Analysis
One surprising and important fact about the “Gettysburg Address” is that, in terms of scale, it constitutes a mere fragment of the Gettysburg consecration ceremony. The man who invited Lincoln to speak, the orator and former statesman Edward Everett, preceded Lincoln on the podium, delivering a two-hour speech of his own. Lincoln’s two-minute address was startlingly brief by comparison. Nonetheless, it impressed the audience and has been canonized as one of the most powerful pieces of rhetoric in American history. No doubt its brevity counts among its strengths.
Lincoln makes a remarkable rhetorical move by imaginatively uniting the fallen soldiers from both sides of the conflict. The “honored dead” are not singled out as the honored Union dead. As ever, Lincoln plays peacemaker, refraining from falling into the well-worn bipartisan game of us versus them. Not only does Lincoln refuse to demonize the Confederacy, he never names—or draws a distinction between—the two sides of the war. While the mission Lincoln proposes reflects the values of the Union cause, he considers all of the dead soldiers as American and, therefore, worth commemorating. This rhetoric of unity ultimately serves Lincoln’s larger aim, which is not so much the destruction of the Confederacy as the healing of the nation.

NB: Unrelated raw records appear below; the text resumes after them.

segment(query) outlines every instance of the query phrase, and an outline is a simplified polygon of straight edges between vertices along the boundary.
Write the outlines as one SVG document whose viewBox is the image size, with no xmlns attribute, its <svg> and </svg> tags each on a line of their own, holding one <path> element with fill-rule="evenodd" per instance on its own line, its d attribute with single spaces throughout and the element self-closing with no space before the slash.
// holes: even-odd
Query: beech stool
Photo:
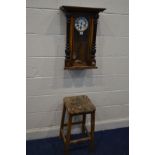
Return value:
<svg viewBox="0 0 155 155">
<path fill-rule="evenodd" d="M 69 144 L 76 144 L 83 141 L 90 141 L 91 149 L 94 148 L 94 130 L 95 130 L 95 106 L 91 103 L 90 99 L 85 96 L 71 96 L 65 97 L 63 100 L 63 112 L 62 112 L 62 119 L 60 125 L 60 137 L 64 141 L 64 151 L 68 153 Z M 66 111 L 68 113 L 68 121 L 65 123 L 65 114 Z M 88 132 L 86 128 L 86 115 L 91 115 L 91 127 L 90 132 Z M 72 122 L 73 116 L 81 115 L 82 121 Z M 72 125 L 81 124 L 81 130 L 83 135 L 87 135 L 83 138 L 71 140 L 71 128 Z M 67 127 L 67 133 L 64 134 L 64 127 Z"/>
</svg>

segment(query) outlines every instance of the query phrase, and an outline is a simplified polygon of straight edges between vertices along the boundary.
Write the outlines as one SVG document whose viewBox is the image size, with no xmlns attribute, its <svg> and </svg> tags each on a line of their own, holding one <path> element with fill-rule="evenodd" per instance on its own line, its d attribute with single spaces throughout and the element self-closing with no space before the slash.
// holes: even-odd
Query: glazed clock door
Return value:
<svg viewBox="0 0 155 155">
<path fill-rule="evenodd" d="M 89 31 L 90 19 L 85 16 L 74 18 L 74 45 L 73 63 L 74 65 L 87 66 L 89 60 Z"/>
</svg>

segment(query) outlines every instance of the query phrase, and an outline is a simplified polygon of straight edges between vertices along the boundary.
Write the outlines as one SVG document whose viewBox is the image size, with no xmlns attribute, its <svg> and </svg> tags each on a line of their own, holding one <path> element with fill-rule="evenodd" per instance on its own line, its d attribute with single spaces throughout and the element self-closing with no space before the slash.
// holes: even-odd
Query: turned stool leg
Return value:
<svg viewBox="0 0 155 155">
<path fill-rule="evenodd" d="M 62 118 L 61 118 L 61 124 L 60 124 L 60 138 L 62 138 L 62 131 L 64 128 L 64 120 L 65 120 L 65 113 L 66 113 L 66 107 L 65 104 L 63 105 L 63 112 L 62 112 Z"/>
<path fill-rule="evenodd" d="M 65 142 L 65 154 L 68 154 L 69 144 L 70 144 L 70 136 L 71 136 L 71 127 L 72 127 L 72 115 L 69 114 L 68 116 L 68 129 L 66 135 L 66 142 Z"/>
<path fill-rule="evenodd" d="M 85 134 L 86 114 L 82 115 L 82 134 Z"/>
<path fill-rule="evenodd" d="M 90 146 L 91 150 L 94 150 L 94 130 L 95 130 L 95 112 L 91 113 L 91 132 L 90 132 Z"/>
</svg>

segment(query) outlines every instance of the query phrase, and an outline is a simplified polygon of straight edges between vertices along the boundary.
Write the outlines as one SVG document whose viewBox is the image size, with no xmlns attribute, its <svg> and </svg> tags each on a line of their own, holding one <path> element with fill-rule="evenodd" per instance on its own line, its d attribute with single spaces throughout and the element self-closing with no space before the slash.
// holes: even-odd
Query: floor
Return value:
<svg viewBox="0 0 155 155">
<path fill-rule="evenodd" d="M 76 135 L 79 136 L 79 135 Z M 26 142 L 26 155 L 63 155 L 63 142 L 58 137 Z M 70 155 L 129 155 L 129 128 L 95 133 L 95 151 L 88 149 L 88 142 L 74 144 Z"/>
</svg>

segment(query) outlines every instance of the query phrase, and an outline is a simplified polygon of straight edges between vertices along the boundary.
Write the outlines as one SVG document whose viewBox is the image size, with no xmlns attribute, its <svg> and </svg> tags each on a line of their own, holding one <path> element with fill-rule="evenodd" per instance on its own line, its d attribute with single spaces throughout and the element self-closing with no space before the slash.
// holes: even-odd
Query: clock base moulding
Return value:
<svg viewBox="0 0 155 155">
<path fill-rule="evenodd" d="M 96 69 L 96 32 L 99 12 L 105 8 L 61 6 L 66 15 L 64 69 Z"/>
</svg>

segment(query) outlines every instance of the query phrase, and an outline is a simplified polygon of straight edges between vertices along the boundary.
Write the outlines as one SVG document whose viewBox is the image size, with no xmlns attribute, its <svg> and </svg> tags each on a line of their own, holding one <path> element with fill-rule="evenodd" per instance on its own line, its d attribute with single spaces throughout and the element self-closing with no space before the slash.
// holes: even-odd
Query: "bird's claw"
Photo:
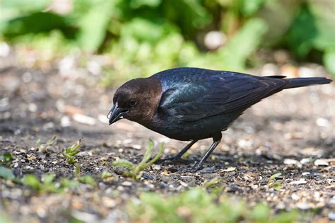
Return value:
<svg viewBox="0 0 335 223">
<path fill-rule="evenodd" d="M 165 162 L 168 162 L 169 164 L 188 164 L 192 163 L 192 161 L 182 159 L 180 156 L 175 156 L 168 157 L 168 158 L 165 158 L 165 159 L 158 159 L 155 162 L 155 164 L 163 164 L 163 163 L 165 163 Z"/>
<path fill-rule="evenodd" d="M 192 166 L 172 166 L 168 170 L 171 172 L 181 172 L 181 173 L 195 173 L 202 168 L 202 166 L 194 165 Z"/>
</svg>

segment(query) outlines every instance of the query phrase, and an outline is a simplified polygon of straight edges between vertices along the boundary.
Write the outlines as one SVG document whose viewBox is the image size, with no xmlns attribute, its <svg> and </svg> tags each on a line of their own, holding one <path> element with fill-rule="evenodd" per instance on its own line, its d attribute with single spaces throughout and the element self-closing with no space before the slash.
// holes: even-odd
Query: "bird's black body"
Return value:
<svg viewBox="0 0 335 223">
<path fill-rule="evenodd" d="M 177 158 L 197 140 L 213 137 L 213 144 L 196 165 L 199 169 L 220 142 L 221 132 L 251 105 L 286 88 L 331 81 L 318 77 L 261 77 L 199 68 L 177 68 L 127 82 L 115 93 L 114 108 L 111 112 L 117 113 L 114 112 L 115 103 L 123 104 L 124 108 L 118 109 L 127 111 L 124 112 L 125 118 L 170 138 L 192 140 Z M 127 103 L 136 97 L 139 101 L 144 98 L 141 103 L 146 104 L 150 112 L 141 116 L 136 115 L 140 111 L 132 111 L 134 108 Z M 112 114 L 110 124 L 115 122 L 115 116 Z"/>
<path fill-rule="evenodd" d="M 291 84 L 284 76 L 199 68 L 172 69 L 152 77 L 160 80 L 163 93 L 153 125 L 148 127 L 184 141 L 225 130 L 245 110 Z"/>
</svg>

As an orator, Lincoln is often praised for his poetic control of language. Indeed, the “Gettysburg Address” finds Lincoln using the musical possibilities of language to produce great pathos—or emotion—in his audience. Most notable is Lincoln’s use of anaphora, the repetition of a word or phrase at the beginning of a series of clauses. Consider “we can not dedicate—we can not consecrate—we can not hallow—this ground,” or “of the people, by the people, for the people.” The latter passage is so concise and memorable that it has become a kind of shorthand definition of American democracy. Notice, too, how Lincoln continually appeals to pathos by evoking shared history and shared values: freedom, democracy, and the survival of the nation.